# Funny incident at a blade smithy...



## Juany118 (Sep 24, 2016)

My wife and I like going to Renaissance Faires and the one closest to us has a location where they not only sell but shows you blade smithing. So I go to the stand... I see a gorgeous Damascus Steel Kukri.  I start messing with it.  I see other gorgeous looking blades but turn away when it see the shape of the handle.  The novice smith comes over and assumes I am entranced only by the pattern of the blade and see me admiring the kukri. 

I noted how I love choppers (hell I practice FMA) but as I manipulate the knife and say blades need to recover as well as they attack.  He says "there is a Greek sword that..." and I interrupt saying "oh you mean the Falcata?" and he kinda starts head spinning.

The "funny" part, to me, if you are going to make fighting blades you need to understand how they work is a fight and he didn't but wisely walked away before that became apparent to anyone else.


----------



## realg7 (Sep 25, 2016)

Haha

Sent from my SAMSUNG-SM-G935A using Tapatalk


----------



## lklawson (Sep 26, 2016)

Juany118 said:


> My wife and I like going to Renaissance Faires and the one closest to us has a location where they not only sell but shows you blade smithing.
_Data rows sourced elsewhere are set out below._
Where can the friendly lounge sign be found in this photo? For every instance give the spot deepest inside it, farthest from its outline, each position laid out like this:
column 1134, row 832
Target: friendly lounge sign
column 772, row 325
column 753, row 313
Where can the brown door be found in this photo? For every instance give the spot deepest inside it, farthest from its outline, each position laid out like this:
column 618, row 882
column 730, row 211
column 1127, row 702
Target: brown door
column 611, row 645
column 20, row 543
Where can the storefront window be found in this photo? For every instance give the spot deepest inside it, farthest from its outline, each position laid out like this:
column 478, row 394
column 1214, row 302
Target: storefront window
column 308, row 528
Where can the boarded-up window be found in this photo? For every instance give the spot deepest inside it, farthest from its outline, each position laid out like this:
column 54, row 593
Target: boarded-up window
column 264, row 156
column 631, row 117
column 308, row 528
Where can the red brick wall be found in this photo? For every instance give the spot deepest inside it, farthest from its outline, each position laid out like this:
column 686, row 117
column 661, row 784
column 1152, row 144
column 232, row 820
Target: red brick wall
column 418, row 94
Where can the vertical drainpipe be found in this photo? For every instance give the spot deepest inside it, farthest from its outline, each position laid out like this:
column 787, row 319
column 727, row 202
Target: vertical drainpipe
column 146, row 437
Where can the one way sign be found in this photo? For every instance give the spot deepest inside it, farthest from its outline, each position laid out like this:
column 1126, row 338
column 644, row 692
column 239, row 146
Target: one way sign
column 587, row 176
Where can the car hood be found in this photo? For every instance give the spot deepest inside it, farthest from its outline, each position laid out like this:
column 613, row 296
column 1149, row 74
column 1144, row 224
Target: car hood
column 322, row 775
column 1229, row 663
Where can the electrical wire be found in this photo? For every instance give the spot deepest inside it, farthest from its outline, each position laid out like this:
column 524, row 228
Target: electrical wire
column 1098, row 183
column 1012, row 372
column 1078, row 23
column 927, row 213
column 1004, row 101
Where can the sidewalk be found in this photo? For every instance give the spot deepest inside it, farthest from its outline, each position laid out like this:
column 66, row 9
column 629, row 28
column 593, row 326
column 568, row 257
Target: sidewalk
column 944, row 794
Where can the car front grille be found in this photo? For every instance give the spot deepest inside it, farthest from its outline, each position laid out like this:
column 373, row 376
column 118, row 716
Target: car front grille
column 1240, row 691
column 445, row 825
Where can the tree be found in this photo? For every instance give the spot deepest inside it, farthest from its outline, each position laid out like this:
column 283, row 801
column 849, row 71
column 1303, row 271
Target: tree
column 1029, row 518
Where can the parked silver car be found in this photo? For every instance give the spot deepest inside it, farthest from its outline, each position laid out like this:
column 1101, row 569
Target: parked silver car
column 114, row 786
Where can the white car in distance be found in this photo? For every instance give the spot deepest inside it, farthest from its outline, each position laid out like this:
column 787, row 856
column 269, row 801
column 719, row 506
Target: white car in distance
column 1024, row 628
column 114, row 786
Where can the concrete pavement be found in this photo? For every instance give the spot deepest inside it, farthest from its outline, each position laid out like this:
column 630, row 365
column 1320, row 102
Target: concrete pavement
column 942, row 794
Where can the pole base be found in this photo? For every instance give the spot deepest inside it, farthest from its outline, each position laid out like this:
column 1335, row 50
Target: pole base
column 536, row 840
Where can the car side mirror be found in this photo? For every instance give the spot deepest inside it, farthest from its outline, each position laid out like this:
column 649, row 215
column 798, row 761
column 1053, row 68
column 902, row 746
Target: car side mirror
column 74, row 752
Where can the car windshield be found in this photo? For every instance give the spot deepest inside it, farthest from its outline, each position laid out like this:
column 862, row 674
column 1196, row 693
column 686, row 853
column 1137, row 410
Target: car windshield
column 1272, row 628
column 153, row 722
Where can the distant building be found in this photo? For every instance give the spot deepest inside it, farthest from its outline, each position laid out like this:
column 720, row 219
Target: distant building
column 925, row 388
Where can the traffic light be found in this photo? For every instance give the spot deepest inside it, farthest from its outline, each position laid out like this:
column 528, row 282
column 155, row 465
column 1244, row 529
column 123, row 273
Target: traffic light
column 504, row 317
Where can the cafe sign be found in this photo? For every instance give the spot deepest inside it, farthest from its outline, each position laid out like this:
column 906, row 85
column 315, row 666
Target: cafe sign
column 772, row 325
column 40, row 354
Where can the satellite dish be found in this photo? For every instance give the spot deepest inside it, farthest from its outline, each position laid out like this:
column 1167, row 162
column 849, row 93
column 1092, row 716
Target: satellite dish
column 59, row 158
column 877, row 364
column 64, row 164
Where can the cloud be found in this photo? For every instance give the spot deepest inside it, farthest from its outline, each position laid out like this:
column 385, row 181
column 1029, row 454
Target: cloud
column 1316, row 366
So I go to the stand... I see a gorgeous Damascus Steel Kukri.  I start messing with it.  I see other gorgeous looking blades but turn away when it see the shape of the handle.  The novice smith comes over and assumes I am entranced only by the pattern of the blade and see me admiring the kukri.
> 
> I noted how I love choppers (hell I practice FMA) but as I manipulate the knife and say blades need to recover as well as they attack.  He says "there is a Greek sword that..." and I interrupt saying "oh you mean the Falcata?" and he kinda starts head spinning.
> 
> The "funny" part, to me, if you are going to make fighting blades you need to understand how they work is a fight and he didn't but wisely walked away before that became apparent to anyone else.


I love pattern welded blades and I like the kukri well enough, though, honestly, I tend to use it as if it were a 'hawk with more cutting edge.  

Peace favor your sword,
Kirk


----------